This document defines how we run every software project together. Follow this process exactly. Do not skip phases. Do not generate code or issues until the protocol authorizes it.


The Golden Rule

We do not build what we have not defined. We do not define what we have not questioned. We do not move to the next phase until the current one is validated.


The Architecture Rule

Every workflow, every service, every pipeline stage must be independently testable and independently deployable. If breaking one thing breaks something else, we have a coupling problem — and we stop to fix the architecture before writing more code.
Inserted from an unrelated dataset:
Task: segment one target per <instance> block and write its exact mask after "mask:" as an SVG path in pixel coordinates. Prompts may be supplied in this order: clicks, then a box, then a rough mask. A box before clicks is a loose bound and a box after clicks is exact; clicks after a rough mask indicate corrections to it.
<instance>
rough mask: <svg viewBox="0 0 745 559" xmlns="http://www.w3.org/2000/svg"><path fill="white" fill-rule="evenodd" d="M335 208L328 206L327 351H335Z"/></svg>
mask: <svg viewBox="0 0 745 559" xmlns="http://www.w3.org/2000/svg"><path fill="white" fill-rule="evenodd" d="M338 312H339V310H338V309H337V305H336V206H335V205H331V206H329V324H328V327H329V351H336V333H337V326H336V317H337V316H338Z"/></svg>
Three tests for every component:

  1. Can it run alone? If you can't test this piece without spinning up the entire pipeline, it's too coupled. Fix the boundary.
  2. Can it fail alone? If this piece fails, does anything upstream lose data or show the user an error? If yes, decouple it. Upstream should complete successfully regardless of what happens downstream.
  3. Can it change alone? If you need to change the LLM prompt, the output format, or the processing logic in this piece — do you have to touch any other workflow? If yes, the interface between them is wrong.
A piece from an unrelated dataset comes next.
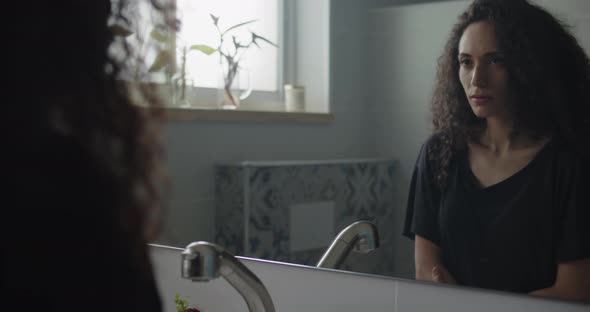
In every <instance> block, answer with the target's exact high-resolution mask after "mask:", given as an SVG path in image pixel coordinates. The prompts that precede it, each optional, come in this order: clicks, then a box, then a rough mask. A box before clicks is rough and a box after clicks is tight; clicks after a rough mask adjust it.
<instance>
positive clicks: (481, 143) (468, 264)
mask: <svg viewBox="0 0 590 312" xmlns="http://www.w3.org/2000/svg"><path fill="white" fill-rule="evenodd" d="M587 90H590V63H589V61H588V58H587V56H586V54H585V53H584V51H583V49H582V48H581V47H580V46H579V45H578V43H577V42H576V40H575V38H574V37H573V36H572V35H571V34H570V33H569V32H568V31H567V30H566V28H565V27H564V26H562V25H561V24H560V22H559V21H558V20H556V19H555V18H554V17H553V16H552V15H550V14H549V13H547V12H546V11H545V10H543V9H542V8H540V7H538V6H535V5H533V4H531V3H529V2H528V1H525V0H476V1H474V2H473V3H472V4H471V5H470V6H469V7H468V8H467V10H466V11H465V12H464V13H463V14H462V15H461V16H460V17H459V22H458V23H457V24H456V25H455V26H454V28H453V30H452V32H451V36H450V40H449V41H448V43H447V45H446V48H445V50H444V54H443V55H442V56H441V58H440V60H439V68H438V74H437V85H436V90H435V94H434V97H433V106H432V110H433V124H434V129H435V131H434V134H433V135H432V136H431V137H430V138H429V139H428V140H427V142H426V143H425V144H424V145H423V147H422V150H421V151H420V155H419V157H418V160H417V163H416V167H415V171H414V174H413V177H412V182H411V187H410V194H409V199H408V212H407V216H406V223H405V229H404V235H406V236H408V237H410V238H414V239H415V264H416V278H417V279H420V280H430V281H436V282H444V283H458V284H463V285H468V286H476V287H485V288H492V289H498V290H507V291H516V292H522V293H532V294H535V295H543V296H552V297H558V298H564V299H577V300H590V230H589V229H590V227H589V226H588V225H587V224H588V222H589V221H590V204H589V203H588V199H587V198H586V194H587V193H589V192H590V182H588V181H589V177H590V163H588V161H589V160H590V158H589V157H588V143H587V142H588V135H589V134H590V131H589V130H590V123H589V117H590V95H588V93H587Z"/></svg>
When in doubt: save the raw material first, process it later. Ingestion and processing are always separate concerns. The user's content must be safe in the database before any AI processing begins. AI processing can fail, retry, improve, or change entirely — without affecting whether the content was captured.


The Debugging Rule

When a pipeline fails during testing, you do not re-run the whole pipeline hoping for a different result. You:

  1. Identify the specific node that failed. Read the execution log. Find the node name.
  2. Read the actual error. Not the wrapper message. The real error — the HTTP status code, the API response body, the stack trace.
  3. Fix that one node. Test the fix in isolation if possible.
  4. Only then re-run the pipeline.

If an error is being caught and swallowed (e.g., a markFailed() handler that writes a generic message to the database), you add the actual error detail to the message before doing anything else. You cannot fix what you cannot see.